Pursuant to the EIT law, a 10% withholding tax is levied on dividends paid by PRC companies to their foreign investors. A lower withholding tax rate of 5% is applicable under the China-HK Tax Arrangement if direct foreign investors with at least 25% equity interest in the PRC companies are Hong Kong tax residents, and meet the conditions or requirements pursuant to the relevant PRC tax regulations regarding beneficial ownership. Since the equity holder of the equity investee of the Company is a Hong Kong incorporated company and Hong Kong tax resident, and meet the aforesaid conditions or requirements, the Company has used 5% to provide for deferred tax liabilities on retained earnings which are anticipated to be distributed. As at December 31, 2024, 2023 and 2022, the amounts accrued in deferred tax liabilities relating to withholding tax on dividends were determined on the basis that 100% of the distributable reserves of the equity investee operating in the PRC will be distributed as dividends.
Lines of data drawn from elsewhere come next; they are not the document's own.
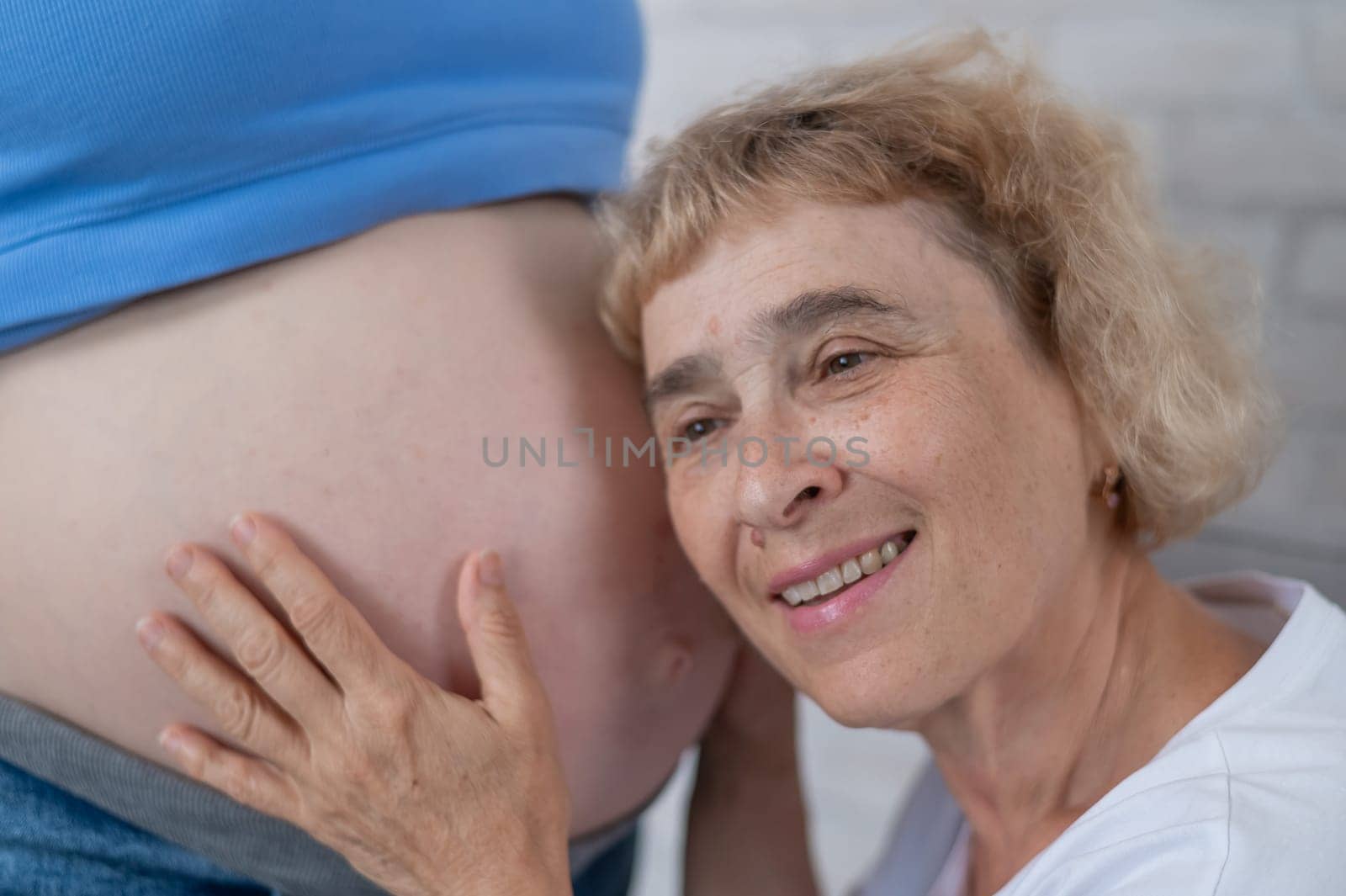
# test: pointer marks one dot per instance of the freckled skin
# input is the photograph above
(972, 442)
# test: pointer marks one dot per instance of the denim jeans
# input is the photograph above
(54, 844)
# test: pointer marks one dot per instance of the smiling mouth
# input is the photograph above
(836, 581)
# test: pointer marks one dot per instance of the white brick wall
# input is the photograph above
(1238, 109)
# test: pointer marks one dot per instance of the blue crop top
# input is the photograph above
(146, 144)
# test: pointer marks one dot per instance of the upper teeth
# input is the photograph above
(854, 570)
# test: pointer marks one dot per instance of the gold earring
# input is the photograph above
(1110, 493)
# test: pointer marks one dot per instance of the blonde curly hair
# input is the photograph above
(1159, 342)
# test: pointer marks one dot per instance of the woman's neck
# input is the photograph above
(1115, 667)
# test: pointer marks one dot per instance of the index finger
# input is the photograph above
(333, 630)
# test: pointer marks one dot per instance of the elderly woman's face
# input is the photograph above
(956, 444)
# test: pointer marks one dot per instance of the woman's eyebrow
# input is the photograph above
(811, 310)
(680, 377)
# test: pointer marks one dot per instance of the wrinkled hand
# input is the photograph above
(421, 790)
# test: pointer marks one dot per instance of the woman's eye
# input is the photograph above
(847, 361)
(700, 428)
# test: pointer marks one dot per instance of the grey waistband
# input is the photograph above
(172, 806)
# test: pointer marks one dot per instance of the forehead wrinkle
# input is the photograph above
(812, 308)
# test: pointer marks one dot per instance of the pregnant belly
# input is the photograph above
(347, 392)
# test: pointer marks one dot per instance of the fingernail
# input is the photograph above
(179, 561)
(242, 530)
(150, 631)
(490, 570)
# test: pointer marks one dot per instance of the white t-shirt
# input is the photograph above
(1248, 799)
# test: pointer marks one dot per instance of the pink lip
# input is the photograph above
(845, 604)
(814, 568)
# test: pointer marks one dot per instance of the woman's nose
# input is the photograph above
(781, 493)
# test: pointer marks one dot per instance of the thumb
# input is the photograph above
(511, 689)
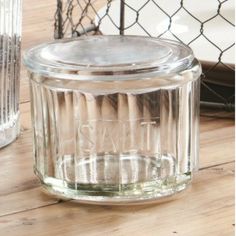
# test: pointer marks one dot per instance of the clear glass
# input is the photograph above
(124, 128)
(10, 40)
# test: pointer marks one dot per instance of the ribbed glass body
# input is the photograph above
(10, 38)
(116, 140)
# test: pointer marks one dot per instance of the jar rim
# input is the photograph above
(99, 58)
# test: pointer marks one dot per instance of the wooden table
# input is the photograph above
(206, 209)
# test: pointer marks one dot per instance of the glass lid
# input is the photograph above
(107, 57)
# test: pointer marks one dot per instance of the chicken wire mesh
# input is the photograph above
(207, 28)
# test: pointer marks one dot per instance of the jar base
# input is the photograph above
(101, 194)
(9, 131)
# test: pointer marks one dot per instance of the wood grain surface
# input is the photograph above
(207, 208)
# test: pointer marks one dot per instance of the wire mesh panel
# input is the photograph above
(207, 28)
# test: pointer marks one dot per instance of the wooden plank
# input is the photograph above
(206, 209)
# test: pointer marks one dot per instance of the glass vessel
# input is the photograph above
(115, 118)
(10, 40)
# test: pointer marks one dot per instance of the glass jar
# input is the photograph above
(115, 118)
(10, 40)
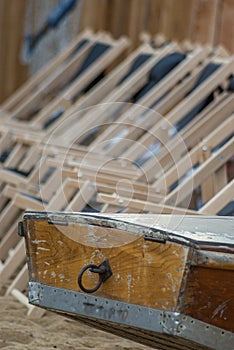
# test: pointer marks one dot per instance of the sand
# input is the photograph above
(52, 331)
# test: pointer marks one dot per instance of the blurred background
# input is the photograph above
(204, 21)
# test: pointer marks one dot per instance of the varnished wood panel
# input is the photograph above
(145, 273)
(209, 296)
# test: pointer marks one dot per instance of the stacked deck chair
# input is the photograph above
(153, 134)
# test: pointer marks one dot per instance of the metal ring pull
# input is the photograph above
(104, 271)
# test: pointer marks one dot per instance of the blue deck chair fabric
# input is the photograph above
(159, 71)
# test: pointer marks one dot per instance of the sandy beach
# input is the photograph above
(18, 332)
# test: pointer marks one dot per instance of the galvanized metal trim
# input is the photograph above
(220, 235)
(171, 323)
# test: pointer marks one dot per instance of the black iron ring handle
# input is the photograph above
(103, 270)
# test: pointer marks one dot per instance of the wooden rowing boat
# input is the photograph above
(162, 280)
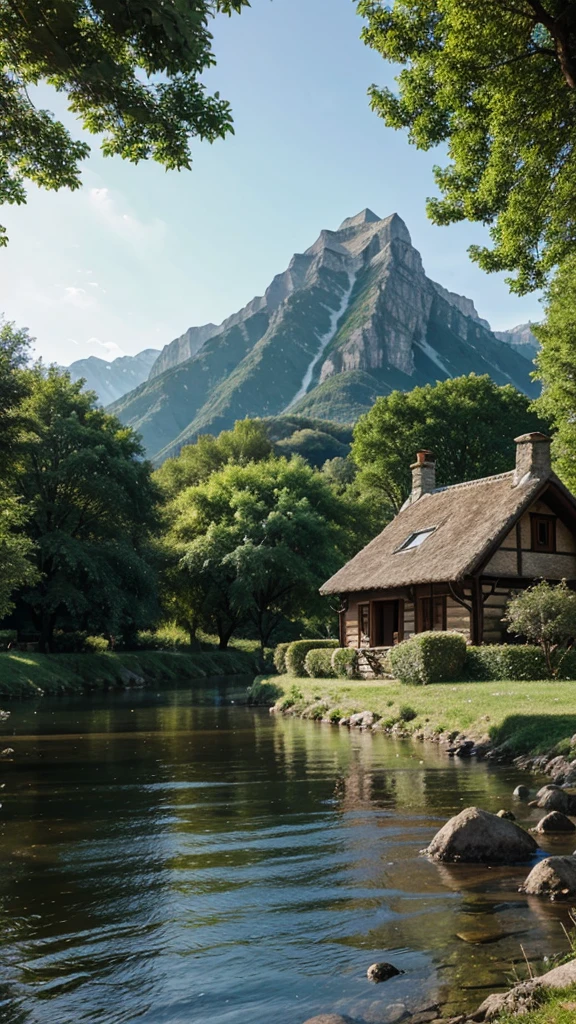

Pursuant to PRC Bulletin on Issues of Enterprise Income Tax and Indirect Transfers of Assets by Non-PRC Resident Enterprises, an indirect transfer of a PRC resident enterprise by a non-PRC resident enterprise, via the transfer of an offshore intermediate holding company, shall be subject to PRC withholding tax under certain conditions.

(c) The Company’s subsidiary in the US with operations primarily in New Jersey is subject to US taxes, primarily federal and state taxes, which have been provided for at approximately 21% (federal) and 0% to 8.2% (state tax) on the estimated assessable profit over the reporting years. Certain income receivable by the Company is subject to US withholding tax of 30%. Certain of the Group’s subsidiaries are subject to corporate tax in the UK and EU countries at 25% and 19% to 25%, respectively, on the estimated assessable profits in relation to their presence in these countries.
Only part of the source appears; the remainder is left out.